I just finished Half the Sky: Turning Oppression into Opportunity for Women Worldwide. The title comes from the Chinese adage “Women hold up half the sky.” A day or two after finishing the book, I watched the TED talk “Why We Have Too Few Women Leaders” by Sheryl Sandberg, COO of Facebook. It was when she made the first point in her talk–take a seat at the table–that I saw how clearly our acculturation binds us to unwritten rules whether I am a woman aspiring to the C-suite or a woman trying to provide scarce food for my family.
Sandberg advises aspiring women to take a seat at the table and not sit off to the side. A high percentage of men, for example, “take their seat” by negotiating their salaries or claiming their authority and contributions where women would tend to demur.
The commonality between all women (and men too) is the powerful influence of our acculturation. Family is the strongest cultural influence. But it is not the only one. Other strong influences include our socioeconomic community, our nationality, the organizations we are part of, etc. We know when we are about to step outside some invisible zone of permission that our culture has established, and many of the rules creating that zone are gender-based. I know and feel it, and I am betting you do, too.

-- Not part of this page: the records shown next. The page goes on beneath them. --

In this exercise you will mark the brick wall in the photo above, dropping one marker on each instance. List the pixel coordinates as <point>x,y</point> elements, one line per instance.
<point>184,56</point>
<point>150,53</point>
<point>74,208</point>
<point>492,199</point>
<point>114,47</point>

Nike tells us “just do it”–and we have. We might have been the first in our family to have a college degree, to have a professional career, to earn more than our spouse, or we might be one among a handful of women to achieve leadership status in a given field. We might have dared leave our hut without our husband’s permission, or taken a micro-loan and started a business to earn our very own money for the first time.
Even if we accumulate a series of firsts where we dared challenge the boundaries of that invisible zone, we can still hesitate when confronted with the next one. I invite you to be kind to yourself when you notice your hesitation. It’s your attunement to things unwritten and has biological roots in survival, where not belonging is dangerous. For women in the developed world, of course, “survival” is metaphorical, and not taking our seat when we are aspiring to the next leadership role likely does not mean the difference between our children having or not having food. For women in developing countries, however, it can mean life or death–theirs or their children’s.
I encourage you to be aware of what’s at play when you hesitate to dare, and I encourage you to take action with a greater, deeper strength–even when it seems you are doing it, yet again, for the first time. I encourage you to be inspired by all that you have dared before and by the strength of women who might be half a world away, who might not be able to read and write, but who dare taking their seat at the table. We all, then–men and women–can more fully take our place in the world under a full sky.